Tandaseru — WALHI Maluku Utara melakukan aksi kampanye urban dalam rangka memperingati Hari Bumi dengan mengangkat tema “Oligarki Merusak Bumi” di Kota Ternate, Jumat (22/4). Kampanye ini mengangkat konsep besar Krisis Iklim dan Perampasan Ruang Hidup atau Wilayah Kelola Rakyat (WKR).

Beberapa tuntutan penting disuarakan, terutama soal keberlanjutan hidup segala sub sistem, salah satunya adalah Selamatkan Pesisir dan Pulau-Pulau Kecil yang ada di wilayah Moloku Kie Raha.

“Provinsi Maluku Utara merupakan wilayah dengan beragam pulau, terdapat 805 pulau-pulau kecil maupun besar, 716 yang belum berpenghuni serta sisanya sudah ada penduduk (BPS Maluku Utara, 2019). Dengan luas wilayah 145.801.1 km, wilayah perairan seluas 78.06%, sedang luas wilayah daratan sebesar 21.94%. Ini berarti luas lautan lebih besar dari pada luas daratan. Selain itu wilayah yang berbentuk huruf K lebih kecil dari Sulawesi ini juga berada di jalur Wallacea dan CTI, termasuk juga daerah MGP (Merapi, Pertemuan jalur gempa lingkar pasifik, dan pulau-pulau kecil),” ungkap Wahida A. Abd Rahim, Manager Kampanye WALHI Maluku Utara, dalam siaran persnya.

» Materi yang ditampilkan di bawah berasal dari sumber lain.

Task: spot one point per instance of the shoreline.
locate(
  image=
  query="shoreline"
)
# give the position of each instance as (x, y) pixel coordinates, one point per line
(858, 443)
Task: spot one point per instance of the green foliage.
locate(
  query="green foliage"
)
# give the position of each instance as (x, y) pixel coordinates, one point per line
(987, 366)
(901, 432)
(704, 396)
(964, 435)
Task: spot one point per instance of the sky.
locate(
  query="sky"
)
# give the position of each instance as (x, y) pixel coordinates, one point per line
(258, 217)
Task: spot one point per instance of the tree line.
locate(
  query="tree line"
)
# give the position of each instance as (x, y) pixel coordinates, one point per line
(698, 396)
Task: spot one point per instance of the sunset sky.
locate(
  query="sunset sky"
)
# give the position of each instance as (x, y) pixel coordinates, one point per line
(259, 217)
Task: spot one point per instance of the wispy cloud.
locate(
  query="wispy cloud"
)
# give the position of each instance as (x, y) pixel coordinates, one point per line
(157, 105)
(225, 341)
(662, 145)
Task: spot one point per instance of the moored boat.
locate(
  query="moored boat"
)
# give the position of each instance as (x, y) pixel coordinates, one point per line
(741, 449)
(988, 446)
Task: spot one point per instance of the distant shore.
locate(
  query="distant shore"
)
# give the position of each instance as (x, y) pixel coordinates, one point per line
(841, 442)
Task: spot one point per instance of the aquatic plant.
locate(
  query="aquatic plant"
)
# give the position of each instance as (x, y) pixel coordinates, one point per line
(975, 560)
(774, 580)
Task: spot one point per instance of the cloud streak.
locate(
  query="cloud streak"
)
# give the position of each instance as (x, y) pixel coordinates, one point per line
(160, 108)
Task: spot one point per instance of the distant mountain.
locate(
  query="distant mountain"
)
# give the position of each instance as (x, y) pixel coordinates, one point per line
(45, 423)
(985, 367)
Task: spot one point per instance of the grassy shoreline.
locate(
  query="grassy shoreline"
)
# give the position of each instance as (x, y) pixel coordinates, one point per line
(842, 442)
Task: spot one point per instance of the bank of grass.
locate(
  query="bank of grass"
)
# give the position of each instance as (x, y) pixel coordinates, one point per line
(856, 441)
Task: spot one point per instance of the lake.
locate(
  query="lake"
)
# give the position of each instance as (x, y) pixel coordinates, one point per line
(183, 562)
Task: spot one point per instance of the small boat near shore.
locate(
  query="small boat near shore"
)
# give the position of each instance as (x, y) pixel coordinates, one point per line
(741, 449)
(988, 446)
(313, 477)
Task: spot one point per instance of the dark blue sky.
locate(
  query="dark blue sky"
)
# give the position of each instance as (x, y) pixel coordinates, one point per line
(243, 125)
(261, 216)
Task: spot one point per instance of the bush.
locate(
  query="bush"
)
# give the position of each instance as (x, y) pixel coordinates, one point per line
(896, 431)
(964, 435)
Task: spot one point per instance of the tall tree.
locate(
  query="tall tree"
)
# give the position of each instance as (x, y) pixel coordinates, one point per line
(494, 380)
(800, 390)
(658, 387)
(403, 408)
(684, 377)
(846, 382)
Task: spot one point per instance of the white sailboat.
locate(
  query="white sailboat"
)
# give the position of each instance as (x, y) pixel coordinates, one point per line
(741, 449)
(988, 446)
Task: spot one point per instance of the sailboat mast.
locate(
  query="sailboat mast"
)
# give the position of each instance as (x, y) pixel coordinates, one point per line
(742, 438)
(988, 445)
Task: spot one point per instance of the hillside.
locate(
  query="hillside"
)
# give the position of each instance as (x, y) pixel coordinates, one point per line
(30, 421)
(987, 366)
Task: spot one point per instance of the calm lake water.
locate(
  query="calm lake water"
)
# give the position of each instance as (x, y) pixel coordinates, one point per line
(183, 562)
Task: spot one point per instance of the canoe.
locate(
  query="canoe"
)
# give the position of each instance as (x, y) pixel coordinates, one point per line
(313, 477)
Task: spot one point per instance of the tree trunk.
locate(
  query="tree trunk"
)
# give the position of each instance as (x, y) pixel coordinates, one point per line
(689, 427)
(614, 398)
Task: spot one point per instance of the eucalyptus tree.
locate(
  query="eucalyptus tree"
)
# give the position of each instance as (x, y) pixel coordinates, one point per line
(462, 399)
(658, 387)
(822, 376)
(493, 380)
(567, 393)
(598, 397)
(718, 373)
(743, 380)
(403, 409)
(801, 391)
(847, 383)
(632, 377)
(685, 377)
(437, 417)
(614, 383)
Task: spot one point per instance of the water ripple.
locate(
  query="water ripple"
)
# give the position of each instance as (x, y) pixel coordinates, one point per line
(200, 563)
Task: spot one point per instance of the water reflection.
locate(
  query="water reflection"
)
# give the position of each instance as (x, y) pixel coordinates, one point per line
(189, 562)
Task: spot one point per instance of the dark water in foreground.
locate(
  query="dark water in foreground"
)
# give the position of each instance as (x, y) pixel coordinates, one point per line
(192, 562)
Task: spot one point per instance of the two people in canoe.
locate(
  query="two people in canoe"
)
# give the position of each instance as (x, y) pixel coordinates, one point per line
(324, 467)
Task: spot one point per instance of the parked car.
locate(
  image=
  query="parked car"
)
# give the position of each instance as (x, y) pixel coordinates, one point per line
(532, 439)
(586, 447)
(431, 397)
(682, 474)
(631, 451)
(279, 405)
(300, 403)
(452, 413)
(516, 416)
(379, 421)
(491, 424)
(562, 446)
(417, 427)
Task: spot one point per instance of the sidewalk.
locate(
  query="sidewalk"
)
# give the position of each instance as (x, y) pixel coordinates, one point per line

Dengan demikian Maluku Utara rentan mengalami dampak dari krisis iklim berupa hilangnya pulau-pulau kecil, contohnya Pulau Pagama di Mangoli Kabupaten Kepulauan Sula, atau Pulau Tulang di Kabupaten Halmahera Utara yang mulai terkisis, terjadi juga perubahan pola cuaca, suhu, dan masalah lainnya, yang mengakibatkan pada pendapatan ekonomi warga menurun.

Kampanye urban WALHI Maluku Utara dalam peringatan Hari Bumi. (Istimewa)

“Sedangkan sebagian besar penghuninya adalah warga petani dan nelayan, mereka sangat bergantung pada alam, bagi orang Maluku Utara alam adalah sumber penghidupan dan kehidupan,” tutur Wahida.

Ironisnya, sambungnya, Maluku Utara kini menjadi dapur bagi oligarki perusak bumi. Apalagi saat ini arah kompas negara ditujukan ke negeri para raja dengan Proyek Strategis Nasional 2020-2024 yang lebih ke aktivitas investasi, sedang dalam sejarah pertambangan tidak ada investasi yang tak merusak.

“Sebut saja Weda Bay Nikel dan Kepulauan Obi yang menjadi Kawasan Industri di dalam proyek strategis nasional. Selain itu tercatat ada sekitar 127 IUP yang bercokol di Maluku Utara. Hal ini akan berdampak secara ekologis maupun ekonomi warga. Kalau satu saja ekosistem rusak, maka akan mempengaruhi ekosistem lainnya. Terlepas dari masalah ekologis, masalah kemanusiaan kian mencekik, dengan tidak meratanya hak-hak buruh di wilayah pertambangan, kekerasan seksual yang semakin meningkat,” paparnya.